Back at the Sweet Spot
After two months of at-home study – all of us thousands of miles apart yet connected by the tether of webinars, emails, and conference calls – my fellow yogis ventured back to the sweet spot for our final week of testing and certification. Strangely, there was very little anxiety in the group. I expected us all to be nervous . . . out of sorts . . . or panicked that we were not prepared. But out of each of us flowed only trust . . . only love and commitment. We had done the work . . . immersed ourselves completely . . .and now we all were feeling the elevation from being on this path.
Our conversations were about consciousness as a second language. I was surprised that so many fellow teachers in training were going to combine these teachings with their current areas of expertise – management consultant, HR manager, artist, filmmaker, parent of two young ones, wrestling coach, life coach, acting coach, marketing manager, spouse, chiropractor, spa owner, body builder, meditation teacher – and the list went on and on. Yoga will become the union of this timeless teaching and their current dharma or purpose in life.
As I looked around at my fellow yogis, I began to journey in my mind through the many expressions of myself that I could flow combining my current expertise and these beautiful teachings of union translated for us by Patanjali around 200 A.D. Asking the soul questions (How can I help? How can I heal? How can I serve using my unique gifts and special talents?) made the difference for me.
Union. One-ness. Unity. Isn’t that what we’re all seeking in some way? A return to source . . . a journey back to our very essence – the part of us that flows through everything else in the universe. The part of us that is timeless – never born, never died.

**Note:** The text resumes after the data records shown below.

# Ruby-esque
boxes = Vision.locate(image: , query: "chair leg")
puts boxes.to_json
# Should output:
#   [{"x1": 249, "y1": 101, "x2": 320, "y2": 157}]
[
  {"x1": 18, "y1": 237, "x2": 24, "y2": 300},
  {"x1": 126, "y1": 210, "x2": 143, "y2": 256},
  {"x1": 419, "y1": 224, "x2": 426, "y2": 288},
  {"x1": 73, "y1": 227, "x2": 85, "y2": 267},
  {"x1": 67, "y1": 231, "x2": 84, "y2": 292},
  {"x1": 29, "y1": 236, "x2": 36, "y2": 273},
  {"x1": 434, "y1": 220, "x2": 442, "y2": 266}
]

Cleansing the Lens of Perception
Whether you are interested in practicing or teaching yoga, you have an opportunity in this moment to perceive the world in a new light. The Bhagavad Gita tells us that there are four types of yoga: 1.) Karma Yoga – or the yoga of action; 2.) Bhakti Yoga – or the yoga of devotion; 3.) Gyan Yoga – or the yoga of the intellect; and 4.) Raja Yoga – the Royal Path or the yoga of daily practice, which includes connecting each day to meditation and yoga.
Simply by asking the question How can I serve? each day and then going into the state of meditative restful awareness, or into the body-centered restful awareness of yoga, the answers will begin to flow. We will have greater awareness of each moment and be connected to a deep energy to help and heal others. An energy of inspiration and gratitude for all that has been given and all we have received.
Yes, I can now stand on my head along with my other sixty fellow yogis performing sirsasana pose. And I can pretzel myself into garudasana (eagle pose). But if that was any of our goals before, I don’t think that is the goal any of us are now seeking. We have embraced all eight limbs of yoga, beyond simply asana, to include the philosophy and 5,000-year-old-wisdom that remain relevant and profound today.
We have all journeyed so deep to the center of ourselves that we are now part of a sweet, timeless collective, and I feel the deepest gratitude for the developers of this spiritual yoga program: Deepak Chopra and David Simon. When I try to sum it up, it’s overwhelming. If you are a Seven Spiritual Laws yogi, I salute you – WOW, what a gift you have given yourself; and if you are considering adding yoga teacher training to your life tools, I encourage you to take the first step and reach out to CCU to learn more.
Whatever you decide to do, take a step towards your deepest core. Learn. Share. Teach. Or Master. The possibilities are infinite.